Delineating Women’s Historical Lives through Textiles: A Latvian Knitter’s Narrative of Memory

Eileen Wheeler

In this interpretive study I demonstrate that “textile narratives” are historical sources, together with the study of objects and oral history, which provide more delineation of women's lives that enhance our knowledge of women's history. I bring aspects of this under-explored history into sharper focus by examining the close relationship with textiles that has featured in the lives of many women through their creative work. The associated stories imbedded in the experience of those who negotiate particular historical circumstances that include political resistance and dislocation are also examined. The narrative, on which I focus, revolves around a knitting machine and its place in the history and survival of Latvian refugee Anna Samens and her family in their desperate flight to Canada in World War II. Her story is partially revealed through my study of archival records, interpretation of photographs and interview with the knitter/businesswoman/refugee's daughter. Placed against the backdrop of war ravaged Europe, it unfolds from a precise moment in 1944 when the skilled knitwear designer and factory owner, faced with annihilation, sees her knitting machine as the key to her family's survival.
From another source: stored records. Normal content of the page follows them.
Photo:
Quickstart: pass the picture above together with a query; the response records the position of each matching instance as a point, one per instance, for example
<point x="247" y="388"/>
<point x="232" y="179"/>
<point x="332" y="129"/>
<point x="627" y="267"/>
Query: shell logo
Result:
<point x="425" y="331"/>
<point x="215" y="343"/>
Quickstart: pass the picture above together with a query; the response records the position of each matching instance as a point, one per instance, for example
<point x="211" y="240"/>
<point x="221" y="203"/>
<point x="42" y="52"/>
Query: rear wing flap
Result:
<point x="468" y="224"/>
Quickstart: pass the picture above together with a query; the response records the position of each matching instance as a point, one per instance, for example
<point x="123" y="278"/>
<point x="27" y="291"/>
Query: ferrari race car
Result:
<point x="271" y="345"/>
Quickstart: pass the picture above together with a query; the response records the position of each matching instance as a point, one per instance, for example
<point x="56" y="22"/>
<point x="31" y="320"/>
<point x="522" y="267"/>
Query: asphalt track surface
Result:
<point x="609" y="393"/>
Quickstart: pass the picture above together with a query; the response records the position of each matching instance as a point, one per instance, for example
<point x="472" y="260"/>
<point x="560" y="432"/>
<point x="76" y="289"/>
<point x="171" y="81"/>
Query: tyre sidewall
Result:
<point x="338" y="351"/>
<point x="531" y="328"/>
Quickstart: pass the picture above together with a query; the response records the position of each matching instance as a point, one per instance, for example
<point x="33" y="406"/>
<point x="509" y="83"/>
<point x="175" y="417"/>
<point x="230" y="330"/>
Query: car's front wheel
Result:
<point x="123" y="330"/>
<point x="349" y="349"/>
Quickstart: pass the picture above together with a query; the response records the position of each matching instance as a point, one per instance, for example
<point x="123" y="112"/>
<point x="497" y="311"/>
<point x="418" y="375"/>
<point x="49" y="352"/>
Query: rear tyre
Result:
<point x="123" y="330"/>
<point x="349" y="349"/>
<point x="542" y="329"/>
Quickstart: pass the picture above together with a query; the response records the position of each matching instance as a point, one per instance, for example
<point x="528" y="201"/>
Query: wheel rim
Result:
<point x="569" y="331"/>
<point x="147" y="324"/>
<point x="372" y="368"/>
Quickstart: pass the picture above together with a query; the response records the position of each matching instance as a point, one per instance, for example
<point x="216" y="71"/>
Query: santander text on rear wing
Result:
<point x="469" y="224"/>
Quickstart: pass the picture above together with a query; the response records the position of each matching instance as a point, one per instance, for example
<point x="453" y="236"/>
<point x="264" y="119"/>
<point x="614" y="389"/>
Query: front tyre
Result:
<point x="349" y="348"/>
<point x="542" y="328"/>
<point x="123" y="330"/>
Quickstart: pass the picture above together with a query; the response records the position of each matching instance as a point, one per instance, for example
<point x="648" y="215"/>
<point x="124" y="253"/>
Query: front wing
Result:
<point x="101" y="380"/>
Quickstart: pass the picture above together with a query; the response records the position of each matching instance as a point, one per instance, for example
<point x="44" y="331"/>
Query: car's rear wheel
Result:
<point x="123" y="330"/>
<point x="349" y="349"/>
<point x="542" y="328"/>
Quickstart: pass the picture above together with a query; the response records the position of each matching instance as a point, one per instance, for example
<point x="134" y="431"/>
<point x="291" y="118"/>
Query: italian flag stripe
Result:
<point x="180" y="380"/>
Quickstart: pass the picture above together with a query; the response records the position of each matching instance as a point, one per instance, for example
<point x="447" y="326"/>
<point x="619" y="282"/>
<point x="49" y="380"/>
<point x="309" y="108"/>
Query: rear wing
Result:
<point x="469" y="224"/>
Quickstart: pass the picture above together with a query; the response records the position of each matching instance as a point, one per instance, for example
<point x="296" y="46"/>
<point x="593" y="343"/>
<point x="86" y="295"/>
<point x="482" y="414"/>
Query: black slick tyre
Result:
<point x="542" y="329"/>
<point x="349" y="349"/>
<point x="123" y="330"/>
By drawing on the conceptual framework of memory that identifies agency as pivotal in the selection of memory and its articulation, I demonstrate how this textile narrative can be used as a means to communicate knowledge, history, culture and identity. The narrative at the heart of this paper, and its analysis, gives evidence of the value of textile study as a vehicle to shed light on marginalized histories and a means to hear more women's voices to ameliorate a marginalization of the past.